Each step has a defined recovery path. Do not improvise around strict mode by disabling it — that reopens the corruption window you just closed.

  • Schema mode still reports default. The properties file is being overridden. Run grep -r "schema.default" /etc/janusgraph/ /opt/conf/ to locate the precedence conflict, fix the source of truth, and restart. Do not toggle none on a live cluster that still has unregistered elements in its write path — register them first (Step 1).

  • tx.commit() throws SchemaViolationException on a payload that passed the Python gate. The SCHEMA dict is stale relative to the backend, or a concurrent schema update landed. Halt the ingestion worker, pull the live schema with graph.openManagement().getVertexLabels() and getPropertyKeys(), update the SCHEMA constant, and resume from the last acknowledged offset.

  • REINDEX hangs or throws BackendNotFoundException. The search cluster is unreachable — check network policies and TLS certificates. As an immediate operational fallback, route reads to storage-backed traversals that avoid mixed-index predicates until the index reaches ENABLED. Never disable schema.default=none to work around an index failure; that corrupts the write path while leaving the read path broken.

  • A pipeline committed partial data before failing. Run a compensating traversal inside a single transaction to remove orphaned elements, substituting your pipeline’s staging label:

    gremlin
    g.V().hasLabel("temp_ingest").drop().iterate()
    
  • Rollback of the whole change. If validation must be reverted, set schema.default=default and storage.batch-loading back to your prior value, restart, and treat the incident as a schema-registration gap to close before re-attempting — the switch itself is safe once the inventory is complete.

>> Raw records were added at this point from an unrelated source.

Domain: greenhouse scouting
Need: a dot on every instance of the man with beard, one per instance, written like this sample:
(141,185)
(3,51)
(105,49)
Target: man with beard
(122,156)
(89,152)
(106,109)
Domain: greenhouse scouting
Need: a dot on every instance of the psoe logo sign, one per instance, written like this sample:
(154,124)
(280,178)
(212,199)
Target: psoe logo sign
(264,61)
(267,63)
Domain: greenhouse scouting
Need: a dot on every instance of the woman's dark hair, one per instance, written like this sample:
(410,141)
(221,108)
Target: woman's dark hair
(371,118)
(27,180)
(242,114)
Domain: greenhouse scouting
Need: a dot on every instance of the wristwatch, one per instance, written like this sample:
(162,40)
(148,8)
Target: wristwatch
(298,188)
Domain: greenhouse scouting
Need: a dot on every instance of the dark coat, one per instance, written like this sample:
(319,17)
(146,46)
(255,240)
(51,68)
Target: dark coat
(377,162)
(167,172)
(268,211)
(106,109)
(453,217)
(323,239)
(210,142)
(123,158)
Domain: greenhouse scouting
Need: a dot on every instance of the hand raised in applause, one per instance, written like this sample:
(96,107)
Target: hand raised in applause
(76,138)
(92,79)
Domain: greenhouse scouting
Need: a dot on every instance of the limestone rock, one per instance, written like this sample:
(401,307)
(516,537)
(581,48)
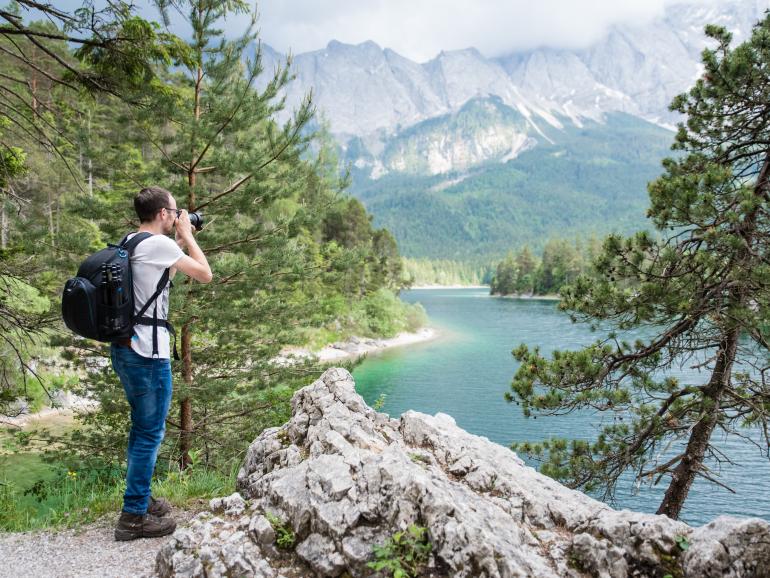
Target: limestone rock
(317,494)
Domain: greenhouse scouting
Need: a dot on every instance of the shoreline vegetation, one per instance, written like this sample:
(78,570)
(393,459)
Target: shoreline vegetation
(355,347)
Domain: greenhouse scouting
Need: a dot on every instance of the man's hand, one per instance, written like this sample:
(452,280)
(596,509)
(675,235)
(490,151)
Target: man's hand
(183,230)
(195,264)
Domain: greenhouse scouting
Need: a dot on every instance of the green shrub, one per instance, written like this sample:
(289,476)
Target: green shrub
(404,554)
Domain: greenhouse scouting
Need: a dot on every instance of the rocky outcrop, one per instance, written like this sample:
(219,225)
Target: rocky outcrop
(318,494)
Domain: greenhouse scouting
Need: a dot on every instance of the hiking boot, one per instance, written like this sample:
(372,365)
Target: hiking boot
(132,526)
(159,507)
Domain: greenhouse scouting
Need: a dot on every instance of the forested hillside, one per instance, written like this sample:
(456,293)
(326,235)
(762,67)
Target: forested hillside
(589,180)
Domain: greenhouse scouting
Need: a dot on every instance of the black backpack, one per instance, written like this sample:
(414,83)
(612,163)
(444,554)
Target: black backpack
(99,302)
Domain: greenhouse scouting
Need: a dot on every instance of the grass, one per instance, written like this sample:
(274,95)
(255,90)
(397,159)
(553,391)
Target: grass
(45,496)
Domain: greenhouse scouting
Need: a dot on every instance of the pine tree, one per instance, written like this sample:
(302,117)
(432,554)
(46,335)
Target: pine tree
(701,284)
(222,153)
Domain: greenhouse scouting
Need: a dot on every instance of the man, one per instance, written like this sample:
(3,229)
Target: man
(143,363)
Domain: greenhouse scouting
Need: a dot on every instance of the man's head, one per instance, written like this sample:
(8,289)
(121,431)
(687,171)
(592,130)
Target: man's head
(156,205)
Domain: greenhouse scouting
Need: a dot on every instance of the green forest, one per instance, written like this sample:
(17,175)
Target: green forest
(98,103)
(588,180)
(561,263)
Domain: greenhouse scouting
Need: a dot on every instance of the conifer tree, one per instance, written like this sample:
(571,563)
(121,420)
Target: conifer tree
(223,154)
(700,285)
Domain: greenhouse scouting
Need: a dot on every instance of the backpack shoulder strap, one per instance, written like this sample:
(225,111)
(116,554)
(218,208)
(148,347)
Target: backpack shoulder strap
(130,244)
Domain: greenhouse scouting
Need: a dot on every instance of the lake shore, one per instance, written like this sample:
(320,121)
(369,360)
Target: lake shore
(450,287)
(358,346)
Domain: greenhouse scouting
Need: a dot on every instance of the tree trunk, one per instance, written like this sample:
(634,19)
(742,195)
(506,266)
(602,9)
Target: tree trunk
(185,406)
(692,462)
(684,474)
(3,225)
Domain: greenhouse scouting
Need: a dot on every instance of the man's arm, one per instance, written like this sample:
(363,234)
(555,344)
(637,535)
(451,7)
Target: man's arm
(194,264)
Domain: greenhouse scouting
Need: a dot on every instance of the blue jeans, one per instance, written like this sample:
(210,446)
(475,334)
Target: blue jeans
(147,383)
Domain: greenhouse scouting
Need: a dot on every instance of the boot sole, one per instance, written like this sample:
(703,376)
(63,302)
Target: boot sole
(125,535)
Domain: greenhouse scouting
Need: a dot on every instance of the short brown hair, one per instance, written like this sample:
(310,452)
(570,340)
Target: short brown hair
(149,201)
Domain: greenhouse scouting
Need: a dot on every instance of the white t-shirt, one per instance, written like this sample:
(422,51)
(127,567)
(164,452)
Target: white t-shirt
(148,261)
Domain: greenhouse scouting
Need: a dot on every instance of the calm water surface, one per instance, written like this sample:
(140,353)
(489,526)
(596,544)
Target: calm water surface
(466,371)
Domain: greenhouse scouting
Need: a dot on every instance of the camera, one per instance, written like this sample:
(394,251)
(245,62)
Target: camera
(196,220)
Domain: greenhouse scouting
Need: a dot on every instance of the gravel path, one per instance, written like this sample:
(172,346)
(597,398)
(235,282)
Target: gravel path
(87,552)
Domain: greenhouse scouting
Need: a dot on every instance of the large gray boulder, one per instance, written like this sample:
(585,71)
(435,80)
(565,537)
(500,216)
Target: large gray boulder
(317,494)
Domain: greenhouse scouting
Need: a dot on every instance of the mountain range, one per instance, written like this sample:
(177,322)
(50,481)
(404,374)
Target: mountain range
(462,115)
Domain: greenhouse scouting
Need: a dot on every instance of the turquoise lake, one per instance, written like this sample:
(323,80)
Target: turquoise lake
(466,370)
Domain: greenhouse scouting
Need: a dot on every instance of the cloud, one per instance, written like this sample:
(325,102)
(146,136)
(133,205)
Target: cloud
(419,29)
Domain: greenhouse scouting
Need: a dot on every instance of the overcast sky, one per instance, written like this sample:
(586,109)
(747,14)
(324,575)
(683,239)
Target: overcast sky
(419,29)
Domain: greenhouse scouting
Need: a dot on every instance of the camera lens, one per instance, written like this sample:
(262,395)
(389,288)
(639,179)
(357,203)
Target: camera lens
(196,220)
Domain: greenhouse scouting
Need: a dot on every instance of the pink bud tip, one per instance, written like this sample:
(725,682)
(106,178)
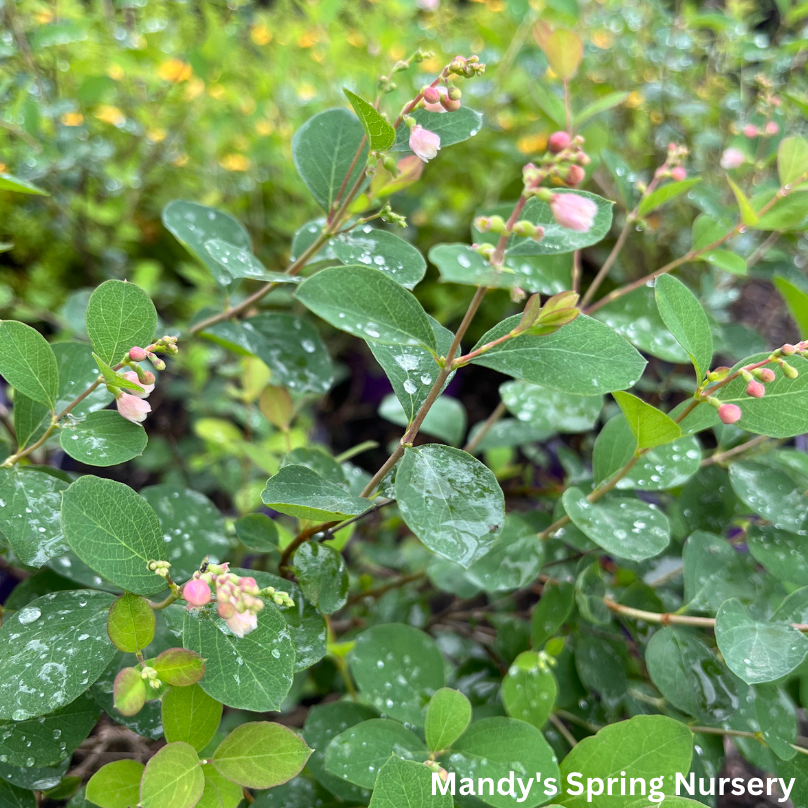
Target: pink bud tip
(558,142)
(196,592)
(729,413)
(755,389)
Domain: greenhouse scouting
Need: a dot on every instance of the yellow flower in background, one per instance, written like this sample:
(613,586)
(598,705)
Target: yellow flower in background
(72,119)
(634,100)
(234,162)
(260,34)
(111,115)
(194,88)
(532,144)
(175,70)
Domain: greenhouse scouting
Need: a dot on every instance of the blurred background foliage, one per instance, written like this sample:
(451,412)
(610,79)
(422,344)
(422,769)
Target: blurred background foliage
(116,107)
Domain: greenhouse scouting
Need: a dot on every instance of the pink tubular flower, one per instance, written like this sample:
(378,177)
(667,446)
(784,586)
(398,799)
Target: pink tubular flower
(729,413)
(131,376)
(133,408)
(424,144)
(197,593)
(573,212)
(732,158)
(434,105)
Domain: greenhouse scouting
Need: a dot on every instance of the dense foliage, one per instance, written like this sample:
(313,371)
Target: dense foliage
(236,263)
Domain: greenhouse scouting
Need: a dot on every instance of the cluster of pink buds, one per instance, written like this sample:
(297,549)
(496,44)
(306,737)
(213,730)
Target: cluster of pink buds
(756,379)
(238,599)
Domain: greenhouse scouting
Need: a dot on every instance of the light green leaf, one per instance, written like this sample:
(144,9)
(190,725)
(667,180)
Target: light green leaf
(192,527)
(550,410)
(190,715)
(779,414)
(775,493)
(103,438)
(451,501)
(446,418)
(116,785)
(796,300)
(119,316)
(583,358)
(379,656)
(172,777)
(131,623)
(650,427)
(51,739)
(646,746)
(241,263)
(757,651)
(494,747)
(381,135)
(690,676)
(299,491)
(529,689)
(686,320)
(792,159)
(406,784)
(324,149)
(383,251)
(368,304)
(28,363)
(636,318)
(53,650)
(451,127)
(447,717)
(29,514)
(551,612)
(253,672)
(411,369)
(357,754)
(666,193)
(748,215)
(260,754)
(322,575)
(193,225)
(627,528)
(115,532)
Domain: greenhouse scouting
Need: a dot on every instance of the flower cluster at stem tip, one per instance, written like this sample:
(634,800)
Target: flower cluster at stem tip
(756,378)
(238,599)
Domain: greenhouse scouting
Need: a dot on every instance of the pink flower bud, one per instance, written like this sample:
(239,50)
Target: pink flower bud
(131,376)
(575,175)
(431,95)
(423,143)
(558,142)
(133,408)
(732,158)
(573,212)
(729,413)
(755,389)
(434,106)
(242,623)
(196,592)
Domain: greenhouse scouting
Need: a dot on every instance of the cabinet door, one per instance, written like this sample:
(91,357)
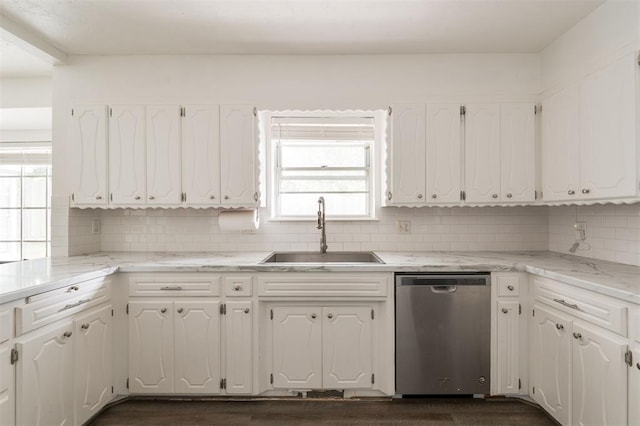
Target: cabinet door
(550,362)
(197,347)
(482,153)
(151,347)
(561,145)
(239,340)
(297,347)
(163,155)
(347,347)
(201,154)
(407,177)
(608,121)
(599,386)
(7,387)
(443,159)
(127,154)
(508,347)
(517,153)
(89,154)
(45,378)
(238,153)
(92,363)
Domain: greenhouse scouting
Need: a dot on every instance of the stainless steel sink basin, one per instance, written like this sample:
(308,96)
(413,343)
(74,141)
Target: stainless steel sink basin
(316,257)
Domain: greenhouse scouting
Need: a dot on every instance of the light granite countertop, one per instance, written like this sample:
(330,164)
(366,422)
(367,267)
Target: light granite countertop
(22,279)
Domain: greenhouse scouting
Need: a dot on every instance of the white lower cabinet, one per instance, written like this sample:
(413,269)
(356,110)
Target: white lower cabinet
(45,377)
(93,362)
(328,347)
(578,371)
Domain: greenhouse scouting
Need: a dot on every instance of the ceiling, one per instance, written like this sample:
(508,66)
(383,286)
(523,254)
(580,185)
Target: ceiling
(124,27)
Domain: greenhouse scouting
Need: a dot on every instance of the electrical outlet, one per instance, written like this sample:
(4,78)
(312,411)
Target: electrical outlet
(403,227)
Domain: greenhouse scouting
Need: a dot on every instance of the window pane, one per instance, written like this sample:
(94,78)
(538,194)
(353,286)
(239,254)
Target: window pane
(9,192)
(336,204)
(9,252)
(325,185)
(34,191)
(10,225)
(34,250)
(326,155)
(34,224)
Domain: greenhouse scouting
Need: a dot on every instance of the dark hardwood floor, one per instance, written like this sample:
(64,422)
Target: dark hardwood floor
(414,411)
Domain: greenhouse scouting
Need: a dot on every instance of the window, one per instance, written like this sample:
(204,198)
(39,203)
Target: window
(25,206)
(314,156)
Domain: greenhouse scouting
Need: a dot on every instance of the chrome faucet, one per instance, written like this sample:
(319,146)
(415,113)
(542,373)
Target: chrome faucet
(322,225)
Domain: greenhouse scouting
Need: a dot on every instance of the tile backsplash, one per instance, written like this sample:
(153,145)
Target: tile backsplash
(431,229)
(613,231)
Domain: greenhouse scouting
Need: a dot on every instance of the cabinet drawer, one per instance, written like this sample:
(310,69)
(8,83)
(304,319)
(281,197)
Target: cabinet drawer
(327,285)
(37,314)
(174,285)
(238,286)
(508,284)
(598,309)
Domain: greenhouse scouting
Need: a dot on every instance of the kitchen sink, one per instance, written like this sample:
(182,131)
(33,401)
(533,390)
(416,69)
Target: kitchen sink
(316,257)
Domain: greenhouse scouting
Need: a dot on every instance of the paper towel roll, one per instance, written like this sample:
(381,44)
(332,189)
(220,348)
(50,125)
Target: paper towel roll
(239,220)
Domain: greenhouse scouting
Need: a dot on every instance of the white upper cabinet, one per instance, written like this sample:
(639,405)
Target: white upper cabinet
(88,161)
(608,126)
(517,152)
(127,154)
(407,177)
(238,152)
(443,153)
(201,154)
(163,155)
(482,153)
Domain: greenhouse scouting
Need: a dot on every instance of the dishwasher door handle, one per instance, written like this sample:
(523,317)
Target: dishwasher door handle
(444,288)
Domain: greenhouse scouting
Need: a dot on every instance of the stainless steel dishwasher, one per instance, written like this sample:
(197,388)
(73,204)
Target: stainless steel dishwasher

Operational guardrails. Rehearse this procedure on staging with synthetic payloads and confirm zero SchemaViolationException events before promoting. Monitor the transaction-log rollback rate; a sustained rate above 2% signals pipeline drift that needs schema reconciliation, and routing that signal is the job of Alert Routing for Violations.

FAQ

Does schema.default=none block reads as well as writes? No. It only rejects writes that reference unregistered labels or keys. Reads against existing data are unaffected, which is why the safe rollout is register-first, then switch.

Why keep storage.batch-loading=false if it slows ingestion? Bulk-load mode bypasses the validation gate to gain throughput. With it on, malformed payloads skip enforcement entirely — the exact drift you are trying to stop. Re-enable it only for a trusted, pre-validated backfill, then turn it off.

The Python gate already validates types — why also set schema.constraints=true? The gate is advisory and lives outside the database; a second pipeline, a Gremlin console session, or a bug can write around it. schema.constraints=true enforces label-to-property and connection constraints at the storage boundary, so enforcement holds regardless of who is writing.